Вспомнился мне и другой образ – картина Мантеньи, изображающая мертвого Христа, которая сейчас находится в миланской пинакотеке Брера. На тело смотрят с той же высоты, но с точки, расположенной в ногах, а не сбоку. Руки в точно таком же положении, так же изогнуты пальцы. Ткань, которой задрапирована нижняя часть тела, образует такие же складки, что и пропитанные кровью, расстегнутые, оливково-зеленые брюки на теле Гевары. Голова приподнята под тем же углом. Рот так же обмяк. Христу закрыли глаза – ведь рядом с ним двое оплакивающих. Глаза Че Гевары раскрыты, ведь здесь оплакивающих нет – лишь полковник с носовым платком, агент американской разведки, несколько боливийских солдат да журналисты. Опять-таки, сходству можно не удивляться. Как же еще положить на стол покойника-преступника?
Рембрандт. Урок анатомии доктора Тульпа. 1632 г.
Фр. Альборта. Тело Че Гевары. 1967 г.
И все-таки на этот раз сходство заключается не просто в жестах и практических деталях.
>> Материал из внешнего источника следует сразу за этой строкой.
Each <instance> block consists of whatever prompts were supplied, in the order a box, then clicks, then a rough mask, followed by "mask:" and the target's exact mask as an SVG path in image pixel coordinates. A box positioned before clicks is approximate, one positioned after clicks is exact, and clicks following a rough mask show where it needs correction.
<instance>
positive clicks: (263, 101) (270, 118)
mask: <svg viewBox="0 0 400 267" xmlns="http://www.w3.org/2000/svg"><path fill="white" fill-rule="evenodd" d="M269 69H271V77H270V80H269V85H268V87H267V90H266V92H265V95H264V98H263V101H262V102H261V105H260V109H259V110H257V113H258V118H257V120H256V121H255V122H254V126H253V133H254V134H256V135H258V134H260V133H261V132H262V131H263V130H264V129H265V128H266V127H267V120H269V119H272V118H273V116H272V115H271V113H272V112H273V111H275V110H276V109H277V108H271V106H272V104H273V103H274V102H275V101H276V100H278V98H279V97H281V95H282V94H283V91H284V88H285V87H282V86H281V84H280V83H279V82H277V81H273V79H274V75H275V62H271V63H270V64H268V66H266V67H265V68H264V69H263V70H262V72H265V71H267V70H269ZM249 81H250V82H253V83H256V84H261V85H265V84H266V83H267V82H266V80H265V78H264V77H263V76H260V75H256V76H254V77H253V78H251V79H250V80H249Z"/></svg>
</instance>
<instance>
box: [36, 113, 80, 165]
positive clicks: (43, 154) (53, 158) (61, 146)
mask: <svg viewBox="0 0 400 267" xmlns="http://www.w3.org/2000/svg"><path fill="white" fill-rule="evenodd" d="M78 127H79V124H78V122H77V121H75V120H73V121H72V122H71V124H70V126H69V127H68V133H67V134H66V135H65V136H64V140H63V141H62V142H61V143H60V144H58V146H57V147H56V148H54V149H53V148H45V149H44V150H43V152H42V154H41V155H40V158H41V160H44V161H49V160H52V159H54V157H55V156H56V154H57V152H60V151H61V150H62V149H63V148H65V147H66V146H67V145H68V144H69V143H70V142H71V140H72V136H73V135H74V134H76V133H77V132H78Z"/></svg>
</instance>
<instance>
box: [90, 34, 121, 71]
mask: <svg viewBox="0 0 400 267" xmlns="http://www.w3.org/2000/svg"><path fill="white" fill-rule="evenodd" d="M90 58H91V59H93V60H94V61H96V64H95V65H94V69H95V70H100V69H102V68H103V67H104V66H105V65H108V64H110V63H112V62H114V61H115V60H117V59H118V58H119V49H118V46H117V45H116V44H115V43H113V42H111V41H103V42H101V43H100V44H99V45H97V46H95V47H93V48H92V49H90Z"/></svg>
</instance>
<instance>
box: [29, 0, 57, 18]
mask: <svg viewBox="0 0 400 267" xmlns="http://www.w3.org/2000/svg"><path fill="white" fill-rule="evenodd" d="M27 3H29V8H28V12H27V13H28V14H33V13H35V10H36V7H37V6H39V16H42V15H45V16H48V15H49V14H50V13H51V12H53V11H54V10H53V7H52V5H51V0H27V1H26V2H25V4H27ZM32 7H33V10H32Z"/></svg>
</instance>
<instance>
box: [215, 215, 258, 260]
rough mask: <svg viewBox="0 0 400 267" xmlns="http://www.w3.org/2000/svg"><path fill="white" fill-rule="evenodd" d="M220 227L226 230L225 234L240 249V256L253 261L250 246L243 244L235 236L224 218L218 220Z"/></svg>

Чувства, с которыми я рассматривал эту фотографию на первой полосе вечерней газеты, были очень близки к той реакции на картину Мантеньи, которую я ранее, пользуясь историческим воображением, приписывал верующим того времени. Власть фотографии относительно недолговечна. Теперь, глядя на ту фотографию, я могу лишь реконструировать свои первые бессвязные эмоции. Че Гевара не был Христом. Если я снова увижу картину Мантеньи в Милане, я увижу на ней тело Че Гевары. Но это лишь потому, что в определенных редких случаях трагедия смерти человека является завершением и воплощением смысла всей его жизни. Я четко понимаю, что так было с Че Геварой; те или иные живописцы некогда понимали, что так было с Христом. Такова степень эмоционального соответствия.